Committee’s Vote: 9 Yes 3 No 1 Abstain
Several members of the committee added that postmarketing studies are needed; including evaluating the outcome of the cancer, further studies of pulmonary function when used in combination with vinorelbine, studies to evaluate pharmacokinetics particularly for drugs that are metablolized by CYP 3A4 and drug interactions with warfarin.

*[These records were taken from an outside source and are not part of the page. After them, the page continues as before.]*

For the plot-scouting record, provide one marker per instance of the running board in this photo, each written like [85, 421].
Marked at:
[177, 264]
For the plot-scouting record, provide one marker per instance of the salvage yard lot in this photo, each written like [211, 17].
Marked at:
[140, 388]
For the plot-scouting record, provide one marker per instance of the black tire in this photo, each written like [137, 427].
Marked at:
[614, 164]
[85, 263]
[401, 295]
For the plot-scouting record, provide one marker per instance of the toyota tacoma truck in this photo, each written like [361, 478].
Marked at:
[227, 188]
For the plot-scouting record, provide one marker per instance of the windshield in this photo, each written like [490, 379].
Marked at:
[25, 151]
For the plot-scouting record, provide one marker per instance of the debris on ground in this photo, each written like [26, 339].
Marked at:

b) Few or no patients received docetaxel, vinblastine, vincristine, ifosfamide, irinotecan, or imatinib (substrates of CYP 3A4) in combination with cisplatin and the aprepitant regimen. The docetaxel drug-drug interaction study has accrued only five patients. Is there sufficient data to support the safety of aprepitant in combination with these drugs? If not, what additional studies would you recommend and should these studies be done pre-approval or post-approval?
Committee’s Vote: 0 Yes 13 No
The Committee recommended that labeling should list the drugs where there is sufficient safety information and the drugs where the safety data is insuficient. Stated limitations included the prophylactic use of aprepitant for 5 days to treat chemotherapy induced nausea and vomiting. Also it was recommended that postmarketing studies be performed to determine effects of drugs most likely to be used in combination with aprepitant.
5. Does the Committee have specific concerns regarding potential drug-drug interactions with other chemotherapeutic agents or other drug classes? If yes, please discuss them and whether any additional studies are recommended.
The Committee consensus was Yes. One example provided was the need to study warfarin, particularly in elderly patients. It was stated that answers to this question had been provided during earlier discussions of previous questions.